AI crawlers represent a measurable and growing share of bot traffic. GPTBot requests grew by more than 300% between May 2024 and May 2025.1 Like Googlebot, compliance is voluntary: well-behaved providers honour robots.txt; malicious scrapers do not.
robots.txt vs. the Search Console AI blocking toggle
From June 2026, Google is testing a toggle in Search Console that lets site owners opt their site out of appearing in AI Overviews, AI Mode, and AI Overviews in Discover. This is a different mechanism from robots.txt: blocking Google-Extended stops the training crawler but does not remove your site from AI-generated answers. The Search Console toggle controls appearance in AI search features directly, without affecting crawling or traditional rankings. The toggle is currently limited to a subset of UK website owners. See AI Overviews for detail.
Auditing crawlability
The basic audit:
- Read your live robots.txt. Check it is what you expect. Verify nothing critical is disallowed.

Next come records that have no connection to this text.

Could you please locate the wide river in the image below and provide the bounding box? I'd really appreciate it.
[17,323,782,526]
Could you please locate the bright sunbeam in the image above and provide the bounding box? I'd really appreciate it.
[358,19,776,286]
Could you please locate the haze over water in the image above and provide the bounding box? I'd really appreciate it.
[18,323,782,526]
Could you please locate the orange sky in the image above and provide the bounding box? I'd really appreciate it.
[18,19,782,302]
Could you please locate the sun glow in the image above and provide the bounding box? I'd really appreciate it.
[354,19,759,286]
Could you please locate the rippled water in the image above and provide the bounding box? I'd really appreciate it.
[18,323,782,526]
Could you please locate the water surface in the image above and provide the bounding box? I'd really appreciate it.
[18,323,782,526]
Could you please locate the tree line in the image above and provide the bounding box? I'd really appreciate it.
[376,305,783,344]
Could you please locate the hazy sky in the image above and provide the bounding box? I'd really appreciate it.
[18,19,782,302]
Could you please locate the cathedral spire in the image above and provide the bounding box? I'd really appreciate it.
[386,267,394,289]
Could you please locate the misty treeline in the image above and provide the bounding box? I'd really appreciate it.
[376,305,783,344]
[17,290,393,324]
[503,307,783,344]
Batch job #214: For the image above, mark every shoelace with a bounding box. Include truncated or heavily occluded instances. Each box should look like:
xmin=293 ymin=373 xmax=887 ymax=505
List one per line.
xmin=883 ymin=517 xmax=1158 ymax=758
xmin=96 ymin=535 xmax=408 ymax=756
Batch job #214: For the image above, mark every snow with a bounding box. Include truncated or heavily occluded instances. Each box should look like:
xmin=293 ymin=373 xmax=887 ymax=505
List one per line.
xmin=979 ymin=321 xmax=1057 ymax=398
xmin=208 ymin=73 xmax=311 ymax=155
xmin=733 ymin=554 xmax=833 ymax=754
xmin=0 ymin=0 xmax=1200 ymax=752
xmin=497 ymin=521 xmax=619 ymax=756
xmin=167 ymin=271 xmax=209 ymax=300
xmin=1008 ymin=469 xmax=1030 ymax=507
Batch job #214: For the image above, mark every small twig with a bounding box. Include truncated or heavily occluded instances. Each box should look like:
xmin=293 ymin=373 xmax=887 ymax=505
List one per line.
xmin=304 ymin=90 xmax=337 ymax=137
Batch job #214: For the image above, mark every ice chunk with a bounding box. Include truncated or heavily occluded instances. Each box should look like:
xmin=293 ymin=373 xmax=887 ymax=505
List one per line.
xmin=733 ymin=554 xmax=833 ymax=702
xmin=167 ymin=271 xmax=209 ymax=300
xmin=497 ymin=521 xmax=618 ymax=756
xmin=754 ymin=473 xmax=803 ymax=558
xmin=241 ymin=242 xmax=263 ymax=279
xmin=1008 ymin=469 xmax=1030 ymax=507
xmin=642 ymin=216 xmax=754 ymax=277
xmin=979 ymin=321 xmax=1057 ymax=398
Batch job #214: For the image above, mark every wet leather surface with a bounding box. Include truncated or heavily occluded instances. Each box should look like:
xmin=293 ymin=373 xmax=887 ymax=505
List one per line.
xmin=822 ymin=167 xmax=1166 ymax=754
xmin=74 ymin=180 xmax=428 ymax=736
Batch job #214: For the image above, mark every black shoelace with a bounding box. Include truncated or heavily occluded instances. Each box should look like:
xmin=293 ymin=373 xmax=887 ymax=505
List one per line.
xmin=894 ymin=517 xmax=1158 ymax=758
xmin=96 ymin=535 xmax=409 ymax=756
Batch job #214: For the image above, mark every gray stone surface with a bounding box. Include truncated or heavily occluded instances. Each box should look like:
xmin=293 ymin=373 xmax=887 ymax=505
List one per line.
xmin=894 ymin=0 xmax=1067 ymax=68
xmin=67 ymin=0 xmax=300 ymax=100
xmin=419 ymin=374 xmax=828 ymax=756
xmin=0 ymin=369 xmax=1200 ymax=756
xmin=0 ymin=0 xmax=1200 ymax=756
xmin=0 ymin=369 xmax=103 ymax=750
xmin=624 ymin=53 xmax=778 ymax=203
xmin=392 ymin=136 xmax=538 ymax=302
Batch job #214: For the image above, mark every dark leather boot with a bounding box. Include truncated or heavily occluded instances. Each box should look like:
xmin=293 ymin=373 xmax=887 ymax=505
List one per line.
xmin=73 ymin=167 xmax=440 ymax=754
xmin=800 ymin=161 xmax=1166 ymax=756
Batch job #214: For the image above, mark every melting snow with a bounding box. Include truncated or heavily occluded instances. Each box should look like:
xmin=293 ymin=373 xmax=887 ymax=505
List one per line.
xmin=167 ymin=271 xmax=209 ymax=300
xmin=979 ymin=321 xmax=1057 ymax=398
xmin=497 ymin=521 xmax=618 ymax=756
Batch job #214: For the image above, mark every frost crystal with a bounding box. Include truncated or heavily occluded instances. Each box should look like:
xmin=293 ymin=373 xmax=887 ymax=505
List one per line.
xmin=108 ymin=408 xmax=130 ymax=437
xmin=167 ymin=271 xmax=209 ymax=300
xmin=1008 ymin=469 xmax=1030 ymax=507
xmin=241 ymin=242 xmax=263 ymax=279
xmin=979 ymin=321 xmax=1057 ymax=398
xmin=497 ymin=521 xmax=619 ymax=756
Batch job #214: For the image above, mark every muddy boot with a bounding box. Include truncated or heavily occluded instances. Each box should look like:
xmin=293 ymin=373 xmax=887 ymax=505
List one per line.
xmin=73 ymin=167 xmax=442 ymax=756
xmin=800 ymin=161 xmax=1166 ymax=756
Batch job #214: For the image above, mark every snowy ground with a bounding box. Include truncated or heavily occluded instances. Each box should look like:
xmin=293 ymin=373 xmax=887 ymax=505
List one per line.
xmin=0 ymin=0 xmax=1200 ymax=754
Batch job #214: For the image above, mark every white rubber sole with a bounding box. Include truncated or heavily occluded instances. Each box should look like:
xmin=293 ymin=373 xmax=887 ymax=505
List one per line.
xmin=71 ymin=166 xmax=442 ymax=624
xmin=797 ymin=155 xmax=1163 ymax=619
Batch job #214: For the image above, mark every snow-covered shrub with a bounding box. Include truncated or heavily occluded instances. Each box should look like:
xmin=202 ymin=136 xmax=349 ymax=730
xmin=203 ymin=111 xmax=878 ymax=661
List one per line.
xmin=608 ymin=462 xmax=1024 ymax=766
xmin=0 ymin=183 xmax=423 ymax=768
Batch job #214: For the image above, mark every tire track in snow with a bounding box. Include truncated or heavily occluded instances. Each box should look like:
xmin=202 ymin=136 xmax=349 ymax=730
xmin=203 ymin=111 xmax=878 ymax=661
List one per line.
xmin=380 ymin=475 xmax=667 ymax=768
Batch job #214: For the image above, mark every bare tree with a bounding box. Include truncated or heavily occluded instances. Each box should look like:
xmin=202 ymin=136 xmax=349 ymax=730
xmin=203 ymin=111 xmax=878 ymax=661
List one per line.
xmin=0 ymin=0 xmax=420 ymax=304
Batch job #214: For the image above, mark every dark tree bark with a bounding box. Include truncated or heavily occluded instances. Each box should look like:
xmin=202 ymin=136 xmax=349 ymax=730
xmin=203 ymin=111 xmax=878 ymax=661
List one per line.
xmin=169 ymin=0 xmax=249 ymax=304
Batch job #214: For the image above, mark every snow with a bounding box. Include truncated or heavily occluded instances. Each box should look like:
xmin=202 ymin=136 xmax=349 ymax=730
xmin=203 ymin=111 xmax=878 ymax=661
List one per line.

- Use the Google Search Console URL Inspection tool. Spot-check key URLs for crawl status, indexing status, and any blocking signals.
- Crawl your own site. Tools like Screaming Frog or Sitebulb crawl as Googlebot would and report blocked URLs, redirect chains, broken links, and orphan pages.
- Review the Crawl Stats report in Search Console. Track crawl rate, response times, and host status over time. Sudden changes warrant investigation.
For a full crawlability checklist, see the Technical SEO Audit Checklist.
Frequently asked questions
Is robots.txt case-sensitive?
Yes. Disallow: /Admin/ and Disallow: /admin/ block different URLs.
Does robots.txt affect rankings?
Indirectly. By controlling what gets crawled and how crawl budget is spent, it influences indexing efficiency and the freshness of indexed content. The file itself is not a ranking signal.
Should I disallow the search results pages on my site?
Generally yes. Internal search results pages are typically low-value, near-infinite in URL combinations, and should not appear in Google’s index. Disallow them in robots.txt and noindex them on-page as belt-and-braces.